This file lists some rules and limitations on the implementation of this library for pto-isa developers.
Not following the rules can result in any of the following:
- Can't compile (including source-code level compile errors and crash in compiler)
- Functionally incorrect (e.g., precision issues)
- Bad performance
1 - Remember that pto::(Conv)Tile::data() returns vector type instead of pointer type in auto mode¶
The return type of .data() member function is TileDType, which is defined differently in manual vs auto mode.
In manual mode this is simply a pointer, while in auto mode it's a vector type. See the details in include/pto/common/memory.hpp.
You should always keep this in mind to avoid using the returned value of .data() function directly as a pointer type outside tile functions.
2 - Avoid default initializer for a struct/class member¶
It's a very common practice to default-initialize data members in a struct or class in C++, for instance:
struct ConvTile {
public:
...
int shape[ConvTileDetail::MAX_CONVTILE_DIM] = {1};
};
This turns out to cause problems for the SROA pass in the compiler (SROA can't eliminate the AllocaInst of the struct plus all the load and store instructions associated with it). At least in auto mode, please DON'T default initialize the members:
#ifdef __PTO_AUTO__
// In auto mode, do not have default initialization in the class definition itself for its members
int shape[ConvTileDetail::MAX_CONVTILE_DIM];
#else
int shape[ConvTileDetail::MAX_CONVTILE_DIM] = {1};
#endif
Even though we are programming in C++, we encourage to use POD (Plain Old Data) Aggregate programming to describe structs and classes that is compatible with the C-programming language.
3 - Explicit synchronization is still needed inside tile functions and their callees¶
TL;DR:
- Use
set_flag,wait_flagorpipe_barrierexplicitly in tile functions and all of their callees. - Use
PtoSetWaitFlagorTSYNCanywhere else.
Reason: The auto-sync will NOT traverse inside tile functions; as a matter of fact, the whole auto mode compiler works on the tile function level, meaning that everything inside tile function is a complete black box to auto-mode.

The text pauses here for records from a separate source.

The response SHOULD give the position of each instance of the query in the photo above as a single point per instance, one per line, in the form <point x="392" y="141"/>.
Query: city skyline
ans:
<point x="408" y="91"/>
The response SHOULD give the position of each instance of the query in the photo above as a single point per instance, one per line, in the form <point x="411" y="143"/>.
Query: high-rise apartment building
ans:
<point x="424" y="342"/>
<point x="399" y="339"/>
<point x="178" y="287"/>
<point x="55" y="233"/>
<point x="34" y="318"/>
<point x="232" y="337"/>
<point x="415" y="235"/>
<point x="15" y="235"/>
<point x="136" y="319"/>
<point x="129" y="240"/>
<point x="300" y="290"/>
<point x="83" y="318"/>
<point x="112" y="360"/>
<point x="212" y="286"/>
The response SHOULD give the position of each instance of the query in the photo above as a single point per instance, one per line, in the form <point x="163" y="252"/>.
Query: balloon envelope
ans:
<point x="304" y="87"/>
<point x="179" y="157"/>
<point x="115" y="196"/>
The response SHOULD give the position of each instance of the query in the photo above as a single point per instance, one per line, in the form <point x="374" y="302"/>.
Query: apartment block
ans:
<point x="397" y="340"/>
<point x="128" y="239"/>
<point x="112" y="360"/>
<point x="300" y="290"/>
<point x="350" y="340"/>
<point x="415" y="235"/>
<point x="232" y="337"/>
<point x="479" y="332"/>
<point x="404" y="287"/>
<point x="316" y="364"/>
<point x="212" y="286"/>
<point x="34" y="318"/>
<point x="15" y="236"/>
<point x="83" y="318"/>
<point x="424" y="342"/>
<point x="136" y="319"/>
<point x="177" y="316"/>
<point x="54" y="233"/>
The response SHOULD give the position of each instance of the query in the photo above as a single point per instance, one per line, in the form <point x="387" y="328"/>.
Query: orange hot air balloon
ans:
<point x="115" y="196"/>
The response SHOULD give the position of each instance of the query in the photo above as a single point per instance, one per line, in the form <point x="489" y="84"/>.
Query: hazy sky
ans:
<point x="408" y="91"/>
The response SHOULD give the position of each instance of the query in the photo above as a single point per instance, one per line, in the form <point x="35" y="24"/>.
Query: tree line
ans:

For this reason, if any synchronization is needed inside tile function, the library developers should still add synchronizations manually. That's why using PtoSetWaitFlag and TSYNC won't work in auto mode because it's no-op. Most of the cases this interface is used by kernel developers.
4 - Avoid using TASSIGN for implementation¶
Currently implementations of some pto instructions directly use TASSIGN_IMPL. This may be a problem for auto mode because it's no-op.
If you use TASSIGN just to alias 2 tiles, you should use TRESHAPE or TSUBVIEW to achieve the same goal depending on your needs. Anything else won't work for auto mode.
For instance, if you call TASSIGN to allocate memory based on some kind of algorithm, this will never work for auto-mode because the compiler can't possibly recognize the specific algorithm logic and do the same allocation as you want to do in manual mode.
After all, the whole memory allocation in auto mode is based on each individual tile's liveness analysis, without knowing any other context. This is why the current implementation of TPUSH and TPOP won't work for auto mode.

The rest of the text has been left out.